In the end the film was released in the UK on 16 May. I purposefully avoided all reviews before Alex and I saw it the following day (at a special Gatsby-themed screening at Clapham Picturehouse). In true prohibition style, Alex had a mint julep and I had a glass of champagne, and I found that my excitement and optimism were back!
Gatsby and Daisy
Given how many times I’ve read and studied the book, it was always going to be hard for the movie to live up to my idealised vision of it. But the party scenes were just as they should have been – over the top, glamorous and fantastic. And even though the music from JAY-Z, Lana Del Rey and Florence + The Machine (to name but a few) was anachronistic, I thought most of it worked really well. Plus we’ve already had an adaptation that stayed very close to the original text (Jack Clayton’s 1974 film starring Robert Redford and Mia Farrow), so this was Baz’s chance to put his own stamp on it.

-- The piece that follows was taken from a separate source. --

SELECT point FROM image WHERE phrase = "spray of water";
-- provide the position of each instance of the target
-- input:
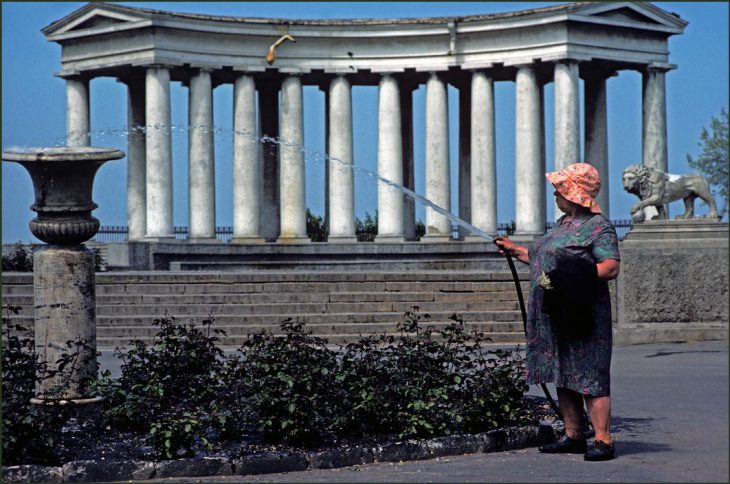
(252, 137)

Some elements of the film were pretty incredible, especially the cinematography, 1920s costumes and some of the acting – Leonardo DiCaprio and Carey Mulligan in particular. I didn’t even hate Tobey Maguire’s Nick as much as most people!
The main problem I had with the film was how the book had been ‘dumbed-down’. I remember studying it for A Level English with my brilliant teacher, Mr Sheehan (and again at uni with my brilliant lecturer, Dr Bob Lawson-Peebles), loving the chance to discover and decipher the intricacies and symbolism of the prose. But with the film you don’t get this chance. Instead you get slapped across the face with it. In the scene where Gatsby and Daisy meet for the first time in five years (at Nick’s house for tea), Gatsby is uncharacteristically awkward and nervous. The book tells us:
the clock took this moment to tilt dangerously at the pressure of his head, whereupon he turned and caught it with trembling fingers and set it back in place
But in the film this concept lacks any delicacy; instead Baz makes the clock scene loud and obvious, practically yelling from the rooftops ‘THIS BIT IS ALL ABOUT TIME! DING DING DING!’
So in the end, as much as I wanted to, I didn’t love the film after all. There were even a couple of moments when I worried I was hating it. In a way, my hopes and expectations about the film were similar to Gatsby’s hope about his reunion with Daisy:
…his dream must have seemed so close he could hardly fail to grasp it.
Having said all this, I’ll probably ask for the DVD for Christmas – just to make extra sure I don’t love it!